Saturday, 24 September 2011

Review: Time To Stop by Breadchasers

Nottingham based Breadchasers are far more experimental than many of their ska punk contemporaries, proving that there’s life and direction in the genre yet with this impressive and refreshing debut full length. Acoustic guitar, charged with delivering upstrokes, joins steady bass and expert drumming to complete the Breadchasers’ unshakeable rhythm section. This core strength liberates the other instruments in the band, freeing an electric guitar, a sax and a keyboard, letting them run riot. The sax player rarely sticks to the tried and tested hook-laden format of standard ska, opting instead to solo soulfully and liven up the offbeat. The keys add great depth to the Breadchaders’ sound, charging around the tracks and using a good variety of effects. Despite the lashings of raw angry vocals, the combination of sax, keys and acoustic guitar gives Time to Stop a remarkably mellow quality, with many tracks, such as ‘Self Raised’ and ‘No One Believes’ leaning towards Reggae and Dub. The album features two instrumentals (which, for once, aren’t dull) and the brilliant ‘Things Will Be Better’ which will get you hooked instantly.

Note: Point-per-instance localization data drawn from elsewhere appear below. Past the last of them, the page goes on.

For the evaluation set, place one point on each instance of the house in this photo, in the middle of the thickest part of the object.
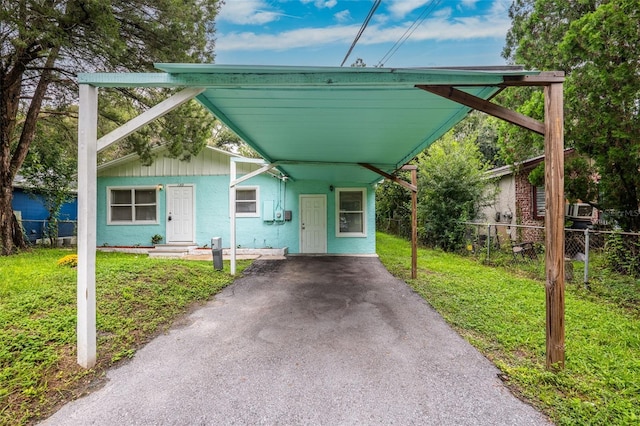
(188, 203)
(518, 202)
(31, 211)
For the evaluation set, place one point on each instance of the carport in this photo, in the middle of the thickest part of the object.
(327, 124)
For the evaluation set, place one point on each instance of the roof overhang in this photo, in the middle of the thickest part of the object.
(321, 123)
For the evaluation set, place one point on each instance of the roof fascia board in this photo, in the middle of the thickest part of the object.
(542, 79)
(248, 78)
(159, 150)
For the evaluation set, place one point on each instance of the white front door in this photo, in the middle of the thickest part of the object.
(179, 214)
(313, 224)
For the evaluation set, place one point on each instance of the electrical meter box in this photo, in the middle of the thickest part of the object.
(216, 243)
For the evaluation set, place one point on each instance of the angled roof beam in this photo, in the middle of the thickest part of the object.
(490, 108)
(148, 116)
(543, 79)
(396, 179)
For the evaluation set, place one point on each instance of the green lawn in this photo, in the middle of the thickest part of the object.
(137, 297)
(503, 315)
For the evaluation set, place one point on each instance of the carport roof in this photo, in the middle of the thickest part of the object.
(320, 123)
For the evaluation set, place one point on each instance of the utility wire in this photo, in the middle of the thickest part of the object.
(409, 31)
(364, 25)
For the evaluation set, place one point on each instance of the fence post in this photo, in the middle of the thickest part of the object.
(488, 242)
(586, 257)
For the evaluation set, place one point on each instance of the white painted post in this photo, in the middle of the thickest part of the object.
(87, 174)
(232, 210)
(586, 258)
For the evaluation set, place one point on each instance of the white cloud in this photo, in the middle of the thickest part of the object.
(304, 37)
(440, 27)
(343, 16)
(401, 8)
(321, 4)
(468, 4)
(247, 12)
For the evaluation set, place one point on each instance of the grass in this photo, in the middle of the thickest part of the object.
(503, 315)
(137, 298)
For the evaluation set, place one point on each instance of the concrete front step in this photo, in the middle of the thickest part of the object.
(171, 250)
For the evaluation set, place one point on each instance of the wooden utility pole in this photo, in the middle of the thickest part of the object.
(553, 131)
(554, 223)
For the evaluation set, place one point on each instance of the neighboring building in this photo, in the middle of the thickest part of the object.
(30, 209)
(518, 202)
(188, 203)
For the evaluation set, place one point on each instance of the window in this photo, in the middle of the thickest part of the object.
(538, 202)
(133, 205)
(247, 201)
(351, 212)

This review was published in the TNSfanzine Issue 12 and is a fantastic read.

Saturday, 10 September 2011

Artist Profile: Night Gaunts

Any band name that references H.P. Lovecraft gets instant Kudos from me. So when they’re not chasing Randolph Carter, guarding Ngranek, or being used as steeds by ghouls, Night Gaunts are making an incredibly infectious concoction of hip-hop, punk and ska. Hailing from Auckland in New Zealand, the band is the project of Paul and Hayden, guitarist and bassist of Dead End Job, whose scorching crack rock steady may be familiar to those of you who downloaded the Global Unity Musik compilation from Riot Ska Records.

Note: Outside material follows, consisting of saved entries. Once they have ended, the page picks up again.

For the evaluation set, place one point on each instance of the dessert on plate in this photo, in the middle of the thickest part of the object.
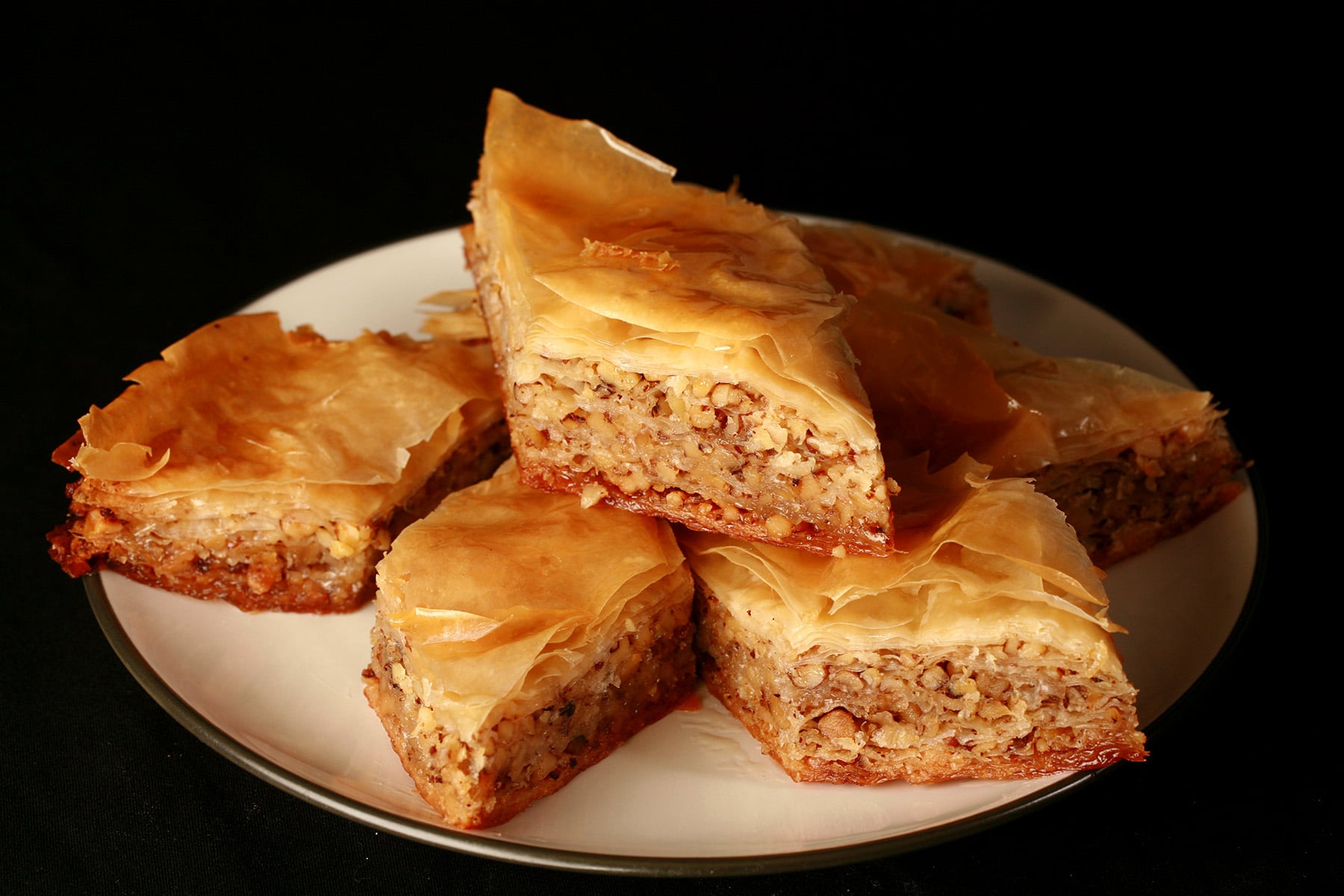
(270, 469)
(519, 638)
(981, 649)
(1129, 457)
(667, 348)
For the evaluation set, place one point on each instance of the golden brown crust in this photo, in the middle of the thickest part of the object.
(270, 469)
(909, 716)
(503, 770)
(1124, 503)
(279, 573)
(667, 348)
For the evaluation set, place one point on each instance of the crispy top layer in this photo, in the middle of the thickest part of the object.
(981, 561)
(241, 403)
(504, 590)
(603, 254)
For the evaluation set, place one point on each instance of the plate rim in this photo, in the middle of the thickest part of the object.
(443, 837)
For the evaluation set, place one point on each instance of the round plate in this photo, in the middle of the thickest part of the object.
(281, 694)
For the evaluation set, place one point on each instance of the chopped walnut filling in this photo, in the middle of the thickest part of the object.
(505, 768)
(1160, 487)
(917, 715)
(698, 452)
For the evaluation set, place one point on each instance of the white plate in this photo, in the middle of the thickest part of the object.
(281, 695)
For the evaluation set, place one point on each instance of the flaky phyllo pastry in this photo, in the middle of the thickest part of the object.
(667, 348)
(866, 261)
(270, 467)
(519, 638)
(1130, 458)
(980, 650)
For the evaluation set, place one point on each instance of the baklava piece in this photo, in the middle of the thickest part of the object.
(1130, 458)
(272, 469)
(983, 650)
(860, 261)
(519, 638)
(665, 348)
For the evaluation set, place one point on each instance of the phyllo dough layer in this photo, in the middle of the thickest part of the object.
(667, 348)
(862, 261)
(1130, 458)
(519, 638)
(983, 650)
(272, 467)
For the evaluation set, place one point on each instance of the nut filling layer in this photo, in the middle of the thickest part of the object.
(505, 768)
(1011, 709)
(705, 453)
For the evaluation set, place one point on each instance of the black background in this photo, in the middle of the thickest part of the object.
(159, 173)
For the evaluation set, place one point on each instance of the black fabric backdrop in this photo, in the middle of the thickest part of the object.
(161, 173)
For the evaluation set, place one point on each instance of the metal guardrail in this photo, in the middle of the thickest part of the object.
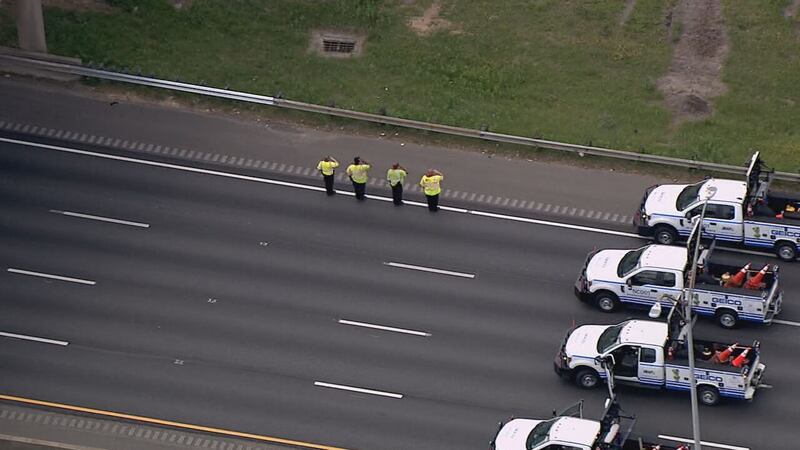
(74, 69)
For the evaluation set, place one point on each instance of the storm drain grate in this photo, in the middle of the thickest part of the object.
(336, 46)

Since forming in 2010, the Night Gaunts have released a free demo (Full Body Tourettes [Pt I]) and a free full length album (Full Body Tourettes [Pt II]) that features re-recorded versions of both songs on the demo. It’s a brave and admirable step for any band to release their music for free so if you feel like showing your support and digging into those pockets, they do accept donations on their bandcamp page. Both releases are spiritual successors to the crack rock steady established by Dead End Job and introduce a greater array of sounds using synthesizers alongside the hectic upstrokes and angry distortion. Perhaps the biggest difference however is the strong influence hip-hop has had on the Night Gaunts music, seeing the duo deliver quick fire rhymes and cram each song to the brim with lyrical content. I have admired this fusion of ska and rap in a previous post dedicated to The Mad Conductor, but it is worth stating again that this band are an absolute must for fans of T-Alan, Mouthwash, The King Blues and Sonic Boom Six. The vocals themselves are, at times, the choked, half retching scream so characteristic of Stza Crack and his contemporaries, though more often than not they remain clean and clear; albeit with a slight Johnstones twang (minus the arrogance and conceit). ‘Vicious Viles’ is an exciting and furious introduction to Full Body Tourettes [Pt II] while ‘Lo Fi, One Mic’ and the brassy ‘Top Hat Killers’ quickly establish the Night Gaunts’ original sound; with infectious rhythms hoisted high on the keyboards and lyrics flying thick and fast.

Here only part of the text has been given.